Gen. McKinley retires after historic National Guard career

  • Published
  • By Sgt. 1st Class Blair Heusdens
  • Florida National Guard
Gen. Craig R. McKinley spent the past 14 years serving in the nation's capital, but returned home to St. Augustine, Fla., Oct. 19 to celebrate his nearly 40-year military career with the people he served with the longest.

"On behalf of all the men and women who make up our National Guard - about 460,000 nationally - I'm deeply honored to be back in my home state of Florida and honored to have the commander and chief of the Florida National Guard retire me today," McKinley said.

McKinley, a Florida National Guardsman, served as the 26th Chief of the National Guard Bureau, where he was responsible for ensuring that more than half a million Army and Air National Guard members - including more than 10,000 Soldiers and Airmen in the Wisconsin National Guard - were accessible, capable and ready to protect the homeland and to provide combat resources to the Army and Air Force. He made history at the beginning of this year when he became the first National Guardsman to serve as a member of the Joint Chiefs of Staff.
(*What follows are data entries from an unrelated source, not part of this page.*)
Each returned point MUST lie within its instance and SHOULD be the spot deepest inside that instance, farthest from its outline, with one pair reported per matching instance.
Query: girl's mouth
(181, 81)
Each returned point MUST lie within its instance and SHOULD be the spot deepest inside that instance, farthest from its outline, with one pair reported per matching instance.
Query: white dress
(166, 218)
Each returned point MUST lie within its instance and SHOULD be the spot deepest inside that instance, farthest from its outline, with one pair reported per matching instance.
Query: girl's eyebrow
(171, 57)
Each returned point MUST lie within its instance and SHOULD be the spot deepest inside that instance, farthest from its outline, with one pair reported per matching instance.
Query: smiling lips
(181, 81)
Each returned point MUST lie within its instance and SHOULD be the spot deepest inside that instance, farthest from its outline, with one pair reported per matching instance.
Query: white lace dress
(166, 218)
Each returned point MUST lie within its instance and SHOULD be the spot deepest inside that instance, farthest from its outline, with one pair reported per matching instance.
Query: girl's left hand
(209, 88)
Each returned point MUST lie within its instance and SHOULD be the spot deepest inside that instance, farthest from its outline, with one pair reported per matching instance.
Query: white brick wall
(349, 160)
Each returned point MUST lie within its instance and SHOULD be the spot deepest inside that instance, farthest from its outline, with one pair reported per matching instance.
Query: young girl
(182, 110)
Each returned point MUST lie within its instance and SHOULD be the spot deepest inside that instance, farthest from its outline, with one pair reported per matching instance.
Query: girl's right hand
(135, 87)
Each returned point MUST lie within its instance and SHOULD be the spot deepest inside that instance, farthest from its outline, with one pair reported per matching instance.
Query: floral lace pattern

It was not the first time, however, that he set a "first."

McKinley was the first National Guardsman to head the National Guard Bureau as a four-star general. He also made history in 1991 when he took command of the Florida National Guard's Fighter Interceptor Group, becoming the youngest group or wing commander in Florida Air National Guard history.

The elevation of the Chief of the National Guard Bureau to a seat on the Joint Chiefs of Staff was a significant step in recognizing the importance of the National Guard to the safety and security of the nation.

"It is a great tribute to the Senate Armed Services Committee for realizing these last 12 years of men and women in the National Guard serving alongside our active components to give us an opportunity to be at the table where decisions are made," McKinley said.

McKinley received his commission in 1974 as a distinguished graduate of the ROTC program at Southern Methodist University. He joined the Florida National Guard in 1980 as a T-23 and F-106 alert pilot. He has served in numerous assignments in flying and operations, as well as command positions at group, wing, sector and field operating agency levels.

During his career, McKinley rose through the ranks to prestigious achievements, but it was his 18 years in Florida that formed the foundation for his future successes. Many in the Florida Air National Guard today served and flew alongside McKinley and remember his contributions and legacy in the organization.

"This is an historic day for the Florida National Guard," Titshaw said. "We are all very honored and appreciate the fact that Gen. McKinley chose to come back and retire where his heart is and where his root is back here in Florida."

Like many who retire after a long and successful career, the day held mixed feelings for McKinley.

"It's a tough day, it's a bittersweet moment," McKinley said. "But all of us know when we put on the uniform there will come a day when we have to say goodbye. Today's that day for me and I couldn't have been more proud to be here."